The Haywain
John Constable, 1821

Overview
About This Work
Originally titled Landscape: Noon, The Hay Wain (1821) stands as one of the most celebrated and beloved paintings in British art history. It depicts a rural scene on the River Stour, which forms the border between Suffolk and Essex, near Flatford Mill—the very landscape of Constable's childhood. At approximately 130.2 x 185.4 cm (oil on canvas), it was exhibited at the Royal Academy in 1823 and acquired by the National Gallery in 1886. The painting captures a wagon (haywain) pulled by three horses crossing the river, with Willy Lott's Cottage visible on the left bank. Crucially, The Hay Wain is one of a series of large "six-footer" canvases (so called because of their monumental scale) that Constable exhibited between 1819 and 1825, each depicting his native Suffolk with unprecedented naturalism and emotional investment.

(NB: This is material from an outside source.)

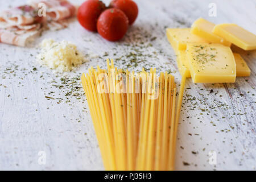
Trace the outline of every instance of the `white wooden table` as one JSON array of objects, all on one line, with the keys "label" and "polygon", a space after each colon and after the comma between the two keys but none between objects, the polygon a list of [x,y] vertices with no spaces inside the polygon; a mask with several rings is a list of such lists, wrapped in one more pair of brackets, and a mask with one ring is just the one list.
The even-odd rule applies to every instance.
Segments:
[{"label": "white wooden table", "polygon": [[[80,81],[64,78],[63,84],[61,78],[79,79],[82,72],[97,64],[105,68],[108,57],[115,59],[118,67],[127,68],[133,57],[129,55],[136,53],[142,61],[137,67],[132,63],[130,70],[154,66],[158,72],[172,72],[179,84],[181,77],[165,28],[189,27],[203,17],[215,23],[235,23],[256,34],[253,0],[136,1],[138,18],[118,43],[105,40],[73,21],[68,28],[44,32],[31,47],[0,44],[0,169],[104,169]],[[82,1],[72,2],[80,5]],[[217,5],[216,17],[208,15],[212,2]],[[22,4],[22,1],[1,0],[0,9]],[[70,40],[85,54],[100,57],[89,57],[76,71],[56,77],[35,59],[39,51],[35,46],[49,38]],[[187,80],[176,169],[255,169],[256,51],[238,51],[251,69],[250,77],[227,84],[196,85]],[[208,162],[211,151],[216,154],[216,165]],[[44,154],[45,164],[40,160]]]}]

The painting was revolutionary in elevating humble, everyday agricultural labour—previously considered beneath fine art—to the scale and dignity of history painting. It profoundly influenced European landscape art, particularly French painting (it was exhibited at the Paris Salon in 1824, earning a gold medal and the admiration of French painters). Today, it is the National Gallery's most recognizable treasure and exemplifies Romantic Naturalism—a movement that celebrated nature not as Arcadian fantasy but as truthful observation.